I dreamt a poetry festival was coming to Highland Park (where I live). We were all watching auditions, deciding who to accept. The Rolling Stones had just finished singing (on a trapeze bar, as if to remind me that it was a dream), my grandfather was unimpressed, "Ah, what's so great about that?" I felt abashed, he was right. I'd wasted $180 ($50 on cds, $50 on lobbying, $80 on ???) lobbying/supporting their application. We walked to another area. There, Lorna Dee Cervantes was a performance-yoga-poet. She'd make subtle yogic motions with her body, repositionings really, from static position to static position, that were very powerful poems. My grandfather was skeptical, but open to learning--she explained in gorgeous song, that

"Shoes shine, baby, shoes shine, shoes shine,
but you gotta shine shoes, shine shoes.

Shoes shine, baby, but you gotta work it,
you gotta shine shoes, shine shoes, shine shoes."

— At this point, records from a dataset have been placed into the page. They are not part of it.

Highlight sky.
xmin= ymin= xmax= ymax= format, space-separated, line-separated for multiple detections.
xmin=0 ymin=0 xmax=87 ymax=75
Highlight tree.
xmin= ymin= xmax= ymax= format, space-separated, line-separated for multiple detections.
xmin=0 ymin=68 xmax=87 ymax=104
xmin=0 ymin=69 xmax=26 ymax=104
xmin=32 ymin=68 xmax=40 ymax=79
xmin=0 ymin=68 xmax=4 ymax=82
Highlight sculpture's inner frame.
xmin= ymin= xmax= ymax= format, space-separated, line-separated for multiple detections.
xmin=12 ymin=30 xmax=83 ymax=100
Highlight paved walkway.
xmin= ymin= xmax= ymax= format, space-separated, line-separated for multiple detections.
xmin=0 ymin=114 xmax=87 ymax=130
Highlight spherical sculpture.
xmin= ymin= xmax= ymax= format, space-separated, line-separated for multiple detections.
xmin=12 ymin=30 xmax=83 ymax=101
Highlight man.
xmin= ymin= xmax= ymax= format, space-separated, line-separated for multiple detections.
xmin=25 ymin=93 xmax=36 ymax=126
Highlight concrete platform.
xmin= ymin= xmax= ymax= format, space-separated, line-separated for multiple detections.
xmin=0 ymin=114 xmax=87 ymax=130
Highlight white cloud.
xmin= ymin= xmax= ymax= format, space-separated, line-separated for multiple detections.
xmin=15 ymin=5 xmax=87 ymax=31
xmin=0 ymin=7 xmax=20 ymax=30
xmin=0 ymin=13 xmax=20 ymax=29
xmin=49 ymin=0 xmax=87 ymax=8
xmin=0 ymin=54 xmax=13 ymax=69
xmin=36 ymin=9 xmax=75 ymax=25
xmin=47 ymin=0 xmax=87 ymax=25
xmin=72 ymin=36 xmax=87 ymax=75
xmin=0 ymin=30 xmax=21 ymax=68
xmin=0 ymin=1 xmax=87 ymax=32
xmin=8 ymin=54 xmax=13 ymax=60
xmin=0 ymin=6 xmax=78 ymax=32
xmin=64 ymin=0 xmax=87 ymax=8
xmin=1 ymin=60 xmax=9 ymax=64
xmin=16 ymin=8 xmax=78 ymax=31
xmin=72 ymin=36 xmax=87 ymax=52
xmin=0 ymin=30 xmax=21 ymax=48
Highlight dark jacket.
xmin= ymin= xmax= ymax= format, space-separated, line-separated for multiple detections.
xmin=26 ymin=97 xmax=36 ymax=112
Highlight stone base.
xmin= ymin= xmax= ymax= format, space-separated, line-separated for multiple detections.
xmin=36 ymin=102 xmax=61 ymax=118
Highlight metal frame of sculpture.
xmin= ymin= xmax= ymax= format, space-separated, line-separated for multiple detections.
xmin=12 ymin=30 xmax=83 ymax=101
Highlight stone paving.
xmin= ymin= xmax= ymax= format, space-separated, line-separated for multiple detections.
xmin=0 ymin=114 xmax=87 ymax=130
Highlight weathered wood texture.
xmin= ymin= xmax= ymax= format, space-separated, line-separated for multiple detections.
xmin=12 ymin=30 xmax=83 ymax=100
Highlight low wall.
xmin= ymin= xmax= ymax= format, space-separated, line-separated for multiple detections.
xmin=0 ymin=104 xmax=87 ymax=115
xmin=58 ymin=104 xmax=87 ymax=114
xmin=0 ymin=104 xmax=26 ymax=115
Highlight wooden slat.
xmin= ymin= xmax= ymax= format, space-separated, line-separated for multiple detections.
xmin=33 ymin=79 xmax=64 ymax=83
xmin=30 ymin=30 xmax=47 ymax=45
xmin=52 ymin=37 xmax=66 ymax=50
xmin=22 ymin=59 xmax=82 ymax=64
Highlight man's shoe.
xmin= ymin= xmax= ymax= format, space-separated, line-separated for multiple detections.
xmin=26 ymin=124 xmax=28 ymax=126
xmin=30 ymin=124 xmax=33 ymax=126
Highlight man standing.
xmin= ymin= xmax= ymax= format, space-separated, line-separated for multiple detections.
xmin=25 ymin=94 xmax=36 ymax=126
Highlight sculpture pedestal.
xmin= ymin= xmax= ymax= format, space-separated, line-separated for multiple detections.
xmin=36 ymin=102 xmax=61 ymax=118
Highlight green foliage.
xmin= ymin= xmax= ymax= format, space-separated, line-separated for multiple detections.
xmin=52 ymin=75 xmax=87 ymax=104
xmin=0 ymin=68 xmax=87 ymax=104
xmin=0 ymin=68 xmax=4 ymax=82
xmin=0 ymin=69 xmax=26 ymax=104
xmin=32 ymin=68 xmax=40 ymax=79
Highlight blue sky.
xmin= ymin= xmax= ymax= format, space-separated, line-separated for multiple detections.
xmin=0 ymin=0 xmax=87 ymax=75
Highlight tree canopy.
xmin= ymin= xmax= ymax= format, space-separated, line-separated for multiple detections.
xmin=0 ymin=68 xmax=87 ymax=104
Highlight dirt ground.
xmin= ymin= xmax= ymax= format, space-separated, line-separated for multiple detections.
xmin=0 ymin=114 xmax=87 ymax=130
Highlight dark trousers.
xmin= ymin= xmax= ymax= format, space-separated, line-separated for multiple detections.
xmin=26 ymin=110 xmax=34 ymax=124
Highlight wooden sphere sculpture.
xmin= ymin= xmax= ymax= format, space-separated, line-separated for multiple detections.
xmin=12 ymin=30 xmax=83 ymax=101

Since I can't sing the tune I still have, I'll just say the intonations meant, more or less, that anything, even shoes, can be transcendent, but you have to be willing to do something as humble and unlikely as to shine shoes--and the way she sang "shine shoes" meant shine like a gemstone, not just polish, which is why I say 'unlikely'. And her voice was lovely with praise, with meaning both ways of this reality of achieved transcendence (i.e. that shoes can shine, and that it takes complete humility and dedication to the humble to get them, or anything, to do so), were beautiful.

Me, and my grandfather, were impressed--faded, actually, out of the dream and into the song being sung. And I've been singing it all day.

Comments:
I wish I had dreams like that!
 
This reminds me very much of the dream I had last night in which I and several others were working very hard to complete the construction of a giant, inflatable building.

Oh, I guess that's not really the same at all, is it?

Nobody ever tells me anything useful in my dreams.

Lucky.

ps. I received the PSA notification the other day and there was your name at the bottom. Turns out it's for real!
 
Suzanne,

Usually, when I have interesting dreams, it means I'm not writing enough, it's sort of a creative levee-drain. And I definitely haven't been writing enough!

Josh, When I got the psa announcement, it felt the same exact way.